Come proteggere lo smartphone dagli hacker

Il pin di uno smartphone può essere sbloccato in soli 3 tentativi con il 99,5% delle possibilità di successo. Ma esistono modo per proteggere i dispositivi

Il pin di uno smartphone può essere sbloccato in soli 3 tentativi con il 99,5% delle possibilità di successo: a dimostrarlo è un recentissimo studio dell’Università Tecnologica Nanyang di Singapore, pubblicato sulla rivista Cryptology ePrint Archive. Il gruppo guidato da Shivam Bhasin ha dimostrato che gli hacker possono possono accedere al dispositivo sfruttando i dati raccolti dai suoi stessi sensori, che consentono tutte le attività ma al contempo mettono a repentaglio la privacy: per esempio l’accelerometro, il giroscopio, il sensore di prossimità, il barometro e il sensore di luce ambientale.

I ricercatori sono riusciti a sbloccare diversi smartphone con i 50 numeri di pin più comuni in soli 3 tentativi con una percentuale di successo del 99,5%, mentre il precedente test di cracking telefonico aveva ottenuto una percentuale di successo del 74%. La medesima tecnica può essere utilizzata per scoprire tutte le 10.000 possibili combinazioni di pin a 4 cifre.

Quando tieni premuto il telefono e digiti il pin – ha spiegato Bhasin – il modo in cui il telefono si muove se premi 1, 5 o 9, è diverso. Quindi, premendo 1 con il pollice destro si bloccherà più luce rispetto a quando si preme 9“. Esistono, però, dei modi per proteggere il proprio smartphone.
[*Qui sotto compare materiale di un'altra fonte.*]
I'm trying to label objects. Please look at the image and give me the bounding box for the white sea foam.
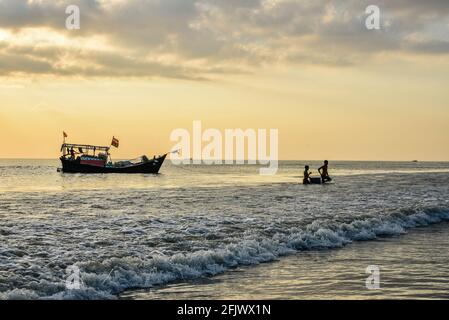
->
[0,208,449,299]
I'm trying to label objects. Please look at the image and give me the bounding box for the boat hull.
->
[60,155,167,174]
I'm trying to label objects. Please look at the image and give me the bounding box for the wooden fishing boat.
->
[59,140,167,174]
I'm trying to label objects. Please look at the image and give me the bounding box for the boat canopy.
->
[61,143,110,152]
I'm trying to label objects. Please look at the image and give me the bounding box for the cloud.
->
[0,0,449,79]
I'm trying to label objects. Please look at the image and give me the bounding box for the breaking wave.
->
[0,208,449,299]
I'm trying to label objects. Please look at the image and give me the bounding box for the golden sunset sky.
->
[0,0,449,160]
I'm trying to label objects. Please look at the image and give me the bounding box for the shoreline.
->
[119,222,449,300]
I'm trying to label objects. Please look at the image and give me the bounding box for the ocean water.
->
[0,160,449,299]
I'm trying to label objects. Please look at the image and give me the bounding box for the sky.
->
[0,0,449,161]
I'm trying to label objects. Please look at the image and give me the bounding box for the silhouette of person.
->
[318,160,332,183]
[302,166,311,184]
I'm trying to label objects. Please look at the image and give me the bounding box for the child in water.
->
[302,166,312,184]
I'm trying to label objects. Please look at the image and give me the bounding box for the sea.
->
[0,159,449,299]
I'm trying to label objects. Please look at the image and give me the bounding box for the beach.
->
[0,160,449,299]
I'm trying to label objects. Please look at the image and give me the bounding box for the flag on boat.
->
[111,137,119,148]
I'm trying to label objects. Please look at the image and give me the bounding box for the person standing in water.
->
[318,160,332,183]
[302,166,312,184]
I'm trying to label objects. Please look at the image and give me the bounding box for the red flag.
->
[111,137,119,148]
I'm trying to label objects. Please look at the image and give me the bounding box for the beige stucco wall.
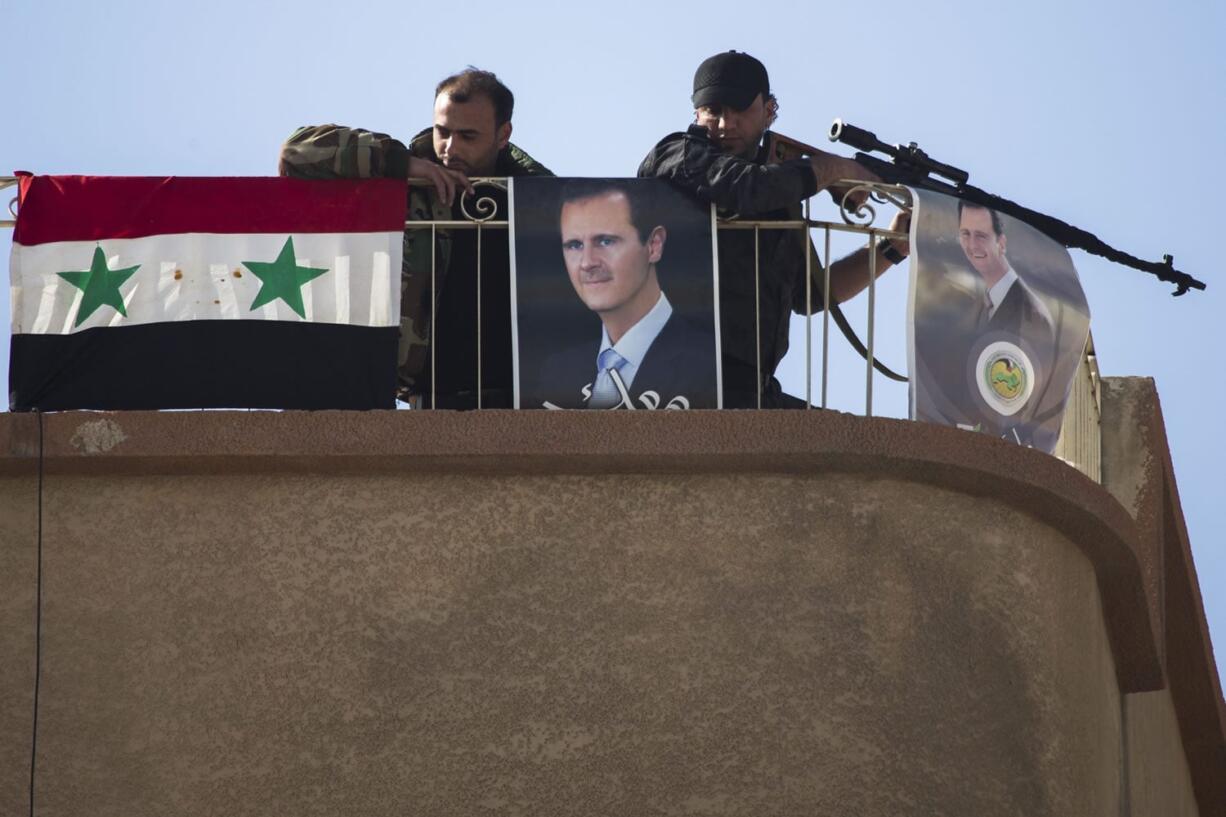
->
[1124,689,1196,817]
[0,451,1123,817]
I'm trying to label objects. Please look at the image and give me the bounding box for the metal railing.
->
[405,177,911,416]
[0,171,1101,481]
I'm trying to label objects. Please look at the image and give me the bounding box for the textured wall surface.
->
[1124,689,1213,817]
[0,412,1191,817]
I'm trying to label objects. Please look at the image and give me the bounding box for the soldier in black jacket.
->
[639,52,908,409]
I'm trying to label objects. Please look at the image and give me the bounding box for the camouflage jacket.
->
[280,125,553,397]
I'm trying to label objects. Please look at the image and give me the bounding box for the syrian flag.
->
[9,174,406,411]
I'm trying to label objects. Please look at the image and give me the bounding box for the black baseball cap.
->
[690,52,770,110]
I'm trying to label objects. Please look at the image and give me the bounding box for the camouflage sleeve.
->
[278,125,408,179]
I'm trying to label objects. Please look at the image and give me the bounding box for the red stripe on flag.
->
[13,175,406,247]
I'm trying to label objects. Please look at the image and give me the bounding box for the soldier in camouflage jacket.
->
[280,72,552,399]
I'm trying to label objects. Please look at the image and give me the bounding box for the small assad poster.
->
[907,190,1090,454]
[510,178,721,410]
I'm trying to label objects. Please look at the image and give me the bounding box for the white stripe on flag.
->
[332,255,349,324]
[10,233,402,334]
[369,248,400,326]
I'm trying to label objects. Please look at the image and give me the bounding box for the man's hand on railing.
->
[890,210,911,258]
[408,156,473,205]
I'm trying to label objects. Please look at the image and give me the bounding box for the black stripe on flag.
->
[9,320,398,411]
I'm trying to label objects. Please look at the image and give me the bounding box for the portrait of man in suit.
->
[908,190,1090,453]
[958,201,1053,350]
[516,179,718,409]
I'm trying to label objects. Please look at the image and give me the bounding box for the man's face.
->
[694,93,770,158]
[434,93,511,175]
[562,191,664,325]
[958,207,1009,283]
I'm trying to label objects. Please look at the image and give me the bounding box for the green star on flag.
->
[243,236,327,318]
[55,244,141,329]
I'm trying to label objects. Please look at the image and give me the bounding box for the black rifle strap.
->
[830,303,907,383]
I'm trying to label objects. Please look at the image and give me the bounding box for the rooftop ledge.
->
[0,410,1163,692]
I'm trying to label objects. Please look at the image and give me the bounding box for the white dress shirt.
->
[596,292,673,389]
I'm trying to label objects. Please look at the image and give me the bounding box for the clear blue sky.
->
[0,0,1226,661]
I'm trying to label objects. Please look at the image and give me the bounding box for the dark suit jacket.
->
[521,312,718,409]
[984,278,1054,343]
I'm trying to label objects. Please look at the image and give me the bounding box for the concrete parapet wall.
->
[0,412,1206,817]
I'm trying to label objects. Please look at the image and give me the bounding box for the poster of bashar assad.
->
[510,178,720,410]
[908,190,1090,454]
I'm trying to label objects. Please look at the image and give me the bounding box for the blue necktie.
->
[587,346,626,409]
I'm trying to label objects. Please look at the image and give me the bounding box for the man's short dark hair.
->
[958,199,1004,236]
[434,65,515,126]
[558,179,663,244]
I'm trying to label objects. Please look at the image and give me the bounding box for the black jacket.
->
[639,125,823,406]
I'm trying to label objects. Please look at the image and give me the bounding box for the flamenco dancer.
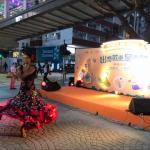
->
[0,53,58,138]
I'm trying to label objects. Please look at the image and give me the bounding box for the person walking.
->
[0,53,58,138]
[10,63,16,90]
[3,62,8,71]
[43,60,51,82]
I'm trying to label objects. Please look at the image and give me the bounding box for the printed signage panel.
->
[75,40,150,97]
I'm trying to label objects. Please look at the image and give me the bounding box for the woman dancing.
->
[0,54,58,138]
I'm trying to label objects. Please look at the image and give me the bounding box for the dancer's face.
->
[23,55,31,64]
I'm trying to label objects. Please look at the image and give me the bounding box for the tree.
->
[91,0,150,39]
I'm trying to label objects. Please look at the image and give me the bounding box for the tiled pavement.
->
[0,74,150,150]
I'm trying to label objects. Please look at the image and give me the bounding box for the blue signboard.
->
[37,46,63,71]
[38,46,62,62]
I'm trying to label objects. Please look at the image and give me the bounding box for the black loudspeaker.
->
[45,81,61,91]
[129,98,150,115]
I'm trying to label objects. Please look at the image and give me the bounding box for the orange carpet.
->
[38,86,150,129]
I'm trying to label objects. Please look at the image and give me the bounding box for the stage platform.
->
[38,86,150,129]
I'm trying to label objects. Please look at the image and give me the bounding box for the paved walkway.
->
[0,74,150,150]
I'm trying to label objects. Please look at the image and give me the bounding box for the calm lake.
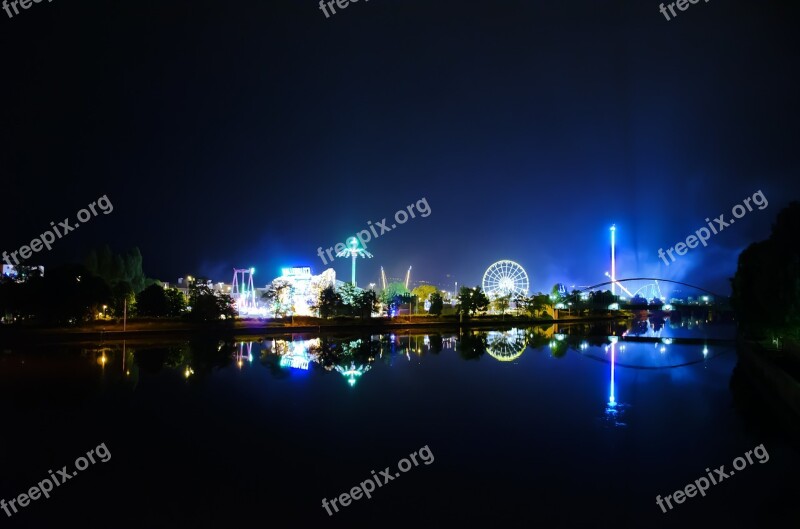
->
[0,320,800,528]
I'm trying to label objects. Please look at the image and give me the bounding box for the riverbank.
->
[0,312,630,345]
[736,337,800,447]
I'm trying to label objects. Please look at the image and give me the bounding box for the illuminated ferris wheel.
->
[483,260,529,297]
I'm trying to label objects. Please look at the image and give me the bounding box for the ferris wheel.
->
[486,329,528,362]
[483,260,529,297]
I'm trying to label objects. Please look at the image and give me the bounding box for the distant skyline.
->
[0,0,800,293]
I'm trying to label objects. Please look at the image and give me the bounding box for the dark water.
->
[0,321,800,528]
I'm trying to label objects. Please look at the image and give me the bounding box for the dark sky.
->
[0,0,800,292]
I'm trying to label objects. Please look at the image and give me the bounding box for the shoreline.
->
[0,314,630,346]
Vediamoli subito:

  • Scaricare un software antivirus: è in grado di rilevare e neutralizzare molte delle forme di spyware che potrebbero nascondersi nello smartphone. Si raccomanda però di scegliere un’app anti-virus affidabile in grado di scansionare il telefono alla ricerca di file dannosi autorizzati oppure no.
  • Fare attenzione alle app che si scaricano: molte di quelle disponibili per gli smartphone sono dotate di spyware o malware intrusivi. Assicurarsi che non ci siano problemi con la sicurezza.
  • Non perdere di vista il proprio telefono: sembra una cosa banale ma la forma più diffusa, semplice e diretta di hacking telefonico avviene proprio tramite sottrazione del dispositivo. Bastano pochi istanti. Inserire sempre una password.

Cosa fare se il telefono è stato violato? L’hacking telefonico è una forma di sorveglianza illegale ed è considerato un crimine in molti Paesi. Se si sospetta che il proprio telefono sia stato hackerato, la prima cosa da fare dovrebbe è portarlo al relativo fornitore di servizi.